The present study holds several limitations and available results should be cautiously considered. First, our sample size was relatively small, which might have hindered statistical power. Second, we did not counterbalance tasks and it is possible that fatigue have impacted FBM performance, since it was assessed at the end of the protocol. However, pauses were offered to participants between assessments. Third, in our statistical analyses we used the median imputation method for two missing values which could have biased our results. Fourth, we used a non-validated instrument to assess FBM. Even though it has been used in a previous study (Gandolphe & El Haj, 2017), it was not for the same event. There is currently no validated instrument to assess FBM and previous studies published on this topic did not use validated scales. We reported internal consistency (Cronbach’s alpha values) for each subscale of our questionnaire in Supplementary Table 3. Cronbach’s alpha for the full questionnaire was excellent (0.901) but some of the subscales had lower internal consistency (see Supplementary Table 3). Some cognitive assessments did not have normative data available (i.e., binding and verbal fluency tasks), although they have been used in previous research (El Haj, Kessels, et al., 2016; El Haj et al., 2013). Fifth, we did not use a personal autobiographical memory task to control for a potential overlap between FBM and autobiographical memories that relate to personal events rather than public ones. Future studies should include this type of task. Finally, as we did not assess the presence of other psychiatric disorders, we did not control for potential confounding effects of these comorbid conditions in our clinical sample.

Implications for research

The main finding of this research highlights a potential FBM deficit in people diagnosed with schizophrenia, despite the singularity of FBM (i.e., they are supposed to be particularly vivid and long-lasting; Brown & Kulik, 1977). Whether this is of the same nature as other autobiographical memories remains to be investigated. Research comparing FBM formation with personal autobiographical memory in individuals with schizophrenia is needed.
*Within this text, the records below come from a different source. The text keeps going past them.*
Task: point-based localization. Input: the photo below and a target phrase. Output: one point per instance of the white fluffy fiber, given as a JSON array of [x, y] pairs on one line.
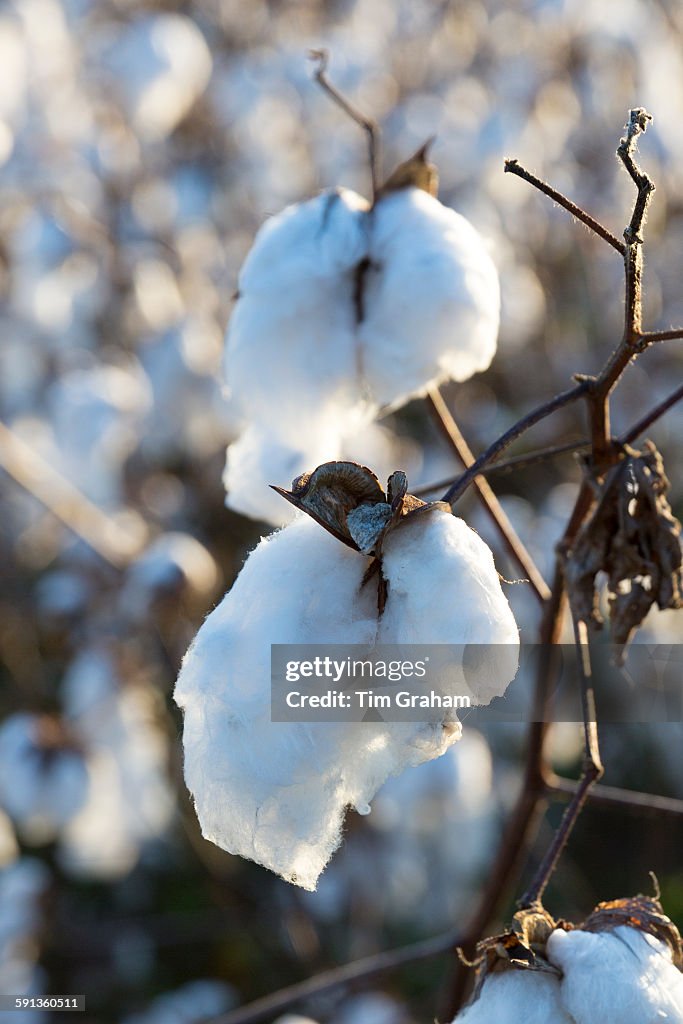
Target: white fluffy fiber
[[432, 298], [517, 997], [276, 793], [624, 976], [619, 977], [304, 373]]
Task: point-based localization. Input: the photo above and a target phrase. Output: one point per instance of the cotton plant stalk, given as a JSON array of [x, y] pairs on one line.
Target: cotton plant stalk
[[344, 308], [356, 565]]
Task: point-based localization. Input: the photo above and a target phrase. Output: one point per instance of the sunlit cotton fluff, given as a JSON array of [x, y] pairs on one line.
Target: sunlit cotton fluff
[[623, 976], [343, 309], [518, 997], [276, 793]]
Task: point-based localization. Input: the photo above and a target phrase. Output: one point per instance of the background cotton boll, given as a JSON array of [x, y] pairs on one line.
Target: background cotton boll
[[175, 565], [431, 298], [43, 782], [619, 977], [516, 996], [162, 66]]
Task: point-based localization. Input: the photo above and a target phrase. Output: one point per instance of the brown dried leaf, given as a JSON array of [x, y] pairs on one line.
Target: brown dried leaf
[[643, 912], [634, 538]]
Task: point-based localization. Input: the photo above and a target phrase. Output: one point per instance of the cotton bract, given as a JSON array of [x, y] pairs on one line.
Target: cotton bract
[[344, 309], [276, 793]]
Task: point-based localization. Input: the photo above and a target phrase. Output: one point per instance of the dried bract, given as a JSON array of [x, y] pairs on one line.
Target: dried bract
[[634, 538]]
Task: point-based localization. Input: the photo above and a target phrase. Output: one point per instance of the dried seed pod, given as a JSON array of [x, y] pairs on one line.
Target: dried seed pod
[[415, 172], [634, 538], [643, 912], [331, 492]]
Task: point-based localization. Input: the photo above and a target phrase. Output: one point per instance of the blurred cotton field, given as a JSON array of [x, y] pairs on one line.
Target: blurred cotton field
[[141, 147]]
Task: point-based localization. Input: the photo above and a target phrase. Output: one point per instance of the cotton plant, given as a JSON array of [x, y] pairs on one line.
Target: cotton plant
[[346, 307], [622, 966], [387, 568]]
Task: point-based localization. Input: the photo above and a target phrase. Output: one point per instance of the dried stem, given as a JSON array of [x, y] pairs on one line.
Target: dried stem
[[591, 773], [610, 796], [513, 167], [368, 125], [651, 417], [452, 432], [514, 463], [495, 451], [370, 967]]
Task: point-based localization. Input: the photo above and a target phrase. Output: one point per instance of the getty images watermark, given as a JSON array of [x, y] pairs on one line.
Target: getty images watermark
[[430, 682]]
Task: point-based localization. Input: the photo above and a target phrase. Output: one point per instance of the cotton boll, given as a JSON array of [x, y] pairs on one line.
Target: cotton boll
[[174, 564], [515, 996], [291, 344], [444, 590], [431, 298], [276, 793], [617, 977]]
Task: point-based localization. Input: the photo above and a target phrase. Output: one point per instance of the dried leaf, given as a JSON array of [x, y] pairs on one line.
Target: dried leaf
[[634, 538]]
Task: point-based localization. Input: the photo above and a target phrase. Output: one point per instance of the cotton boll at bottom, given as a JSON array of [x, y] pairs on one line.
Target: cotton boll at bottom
[[431, 298], [517, 997], [276, 793], [619, 977]]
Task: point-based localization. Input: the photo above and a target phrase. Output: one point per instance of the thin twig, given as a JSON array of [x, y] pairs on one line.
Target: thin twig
[[104, 536], [505, 465], [327, 981], [591, 773], [496, 450], [651, 417], [649, 337], [610, 796], [493, 507], [514, 167], [368, 125]]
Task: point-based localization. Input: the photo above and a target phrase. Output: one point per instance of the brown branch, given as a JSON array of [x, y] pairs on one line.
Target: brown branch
[[591, 773], [649, 337], [514, 167], [370, 967], [369, 126], [505, 465], [487, 499], [651, 417], [610, 796], [496, 450]]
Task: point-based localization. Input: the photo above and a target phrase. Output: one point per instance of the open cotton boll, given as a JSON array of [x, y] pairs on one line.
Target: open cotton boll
[[431, 298], [291, 340], [276, 793], [518, 997], [623, 976]]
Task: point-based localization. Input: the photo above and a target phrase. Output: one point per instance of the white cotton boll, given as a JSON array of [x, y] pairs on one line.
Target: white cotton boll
[[622, 976], [517, 997], [163, 65], [42, 786], [276, 793], [444, 590], [291, 344], [431, 298]]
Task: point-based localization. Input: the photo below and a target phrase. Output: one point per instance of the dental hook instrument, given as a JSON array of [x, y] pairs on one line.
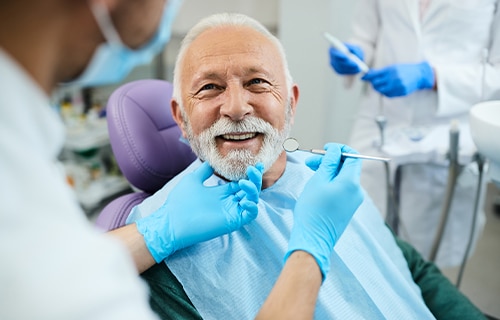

It would allow us to not only make further conclusions about the nature of FBM, but also to improve our understanding of autobiographical memory functioning in schizophrenia. Future research is thus needed and should aim at replicating this type of study in larger clinical samples alongside investigating potential links with psychopathological factors, such as illness duration.

Implications for clinicians

Individuals with schizophrenia in our sample reported significantly higher ratings of emotion than controls during the recall of FBM. This suggests that emotionally arousing public events, such as natural disasters or terrorist attacks, might have a profound impact in this population at high risk for depression, attempted and completed suicide, and loneliness. Facilitating access to evidence-based treatment following highly stressful public events for individuals with schizophrenia is needed. Finally, ongoing research on autobiographical memory functioning in schizophrenia will inform existing and future interventions targeting autobiographical memory, a crucial aspect of identity construction and coherence (e.g., Blairy et al., 2008; Dassing et al., 2020).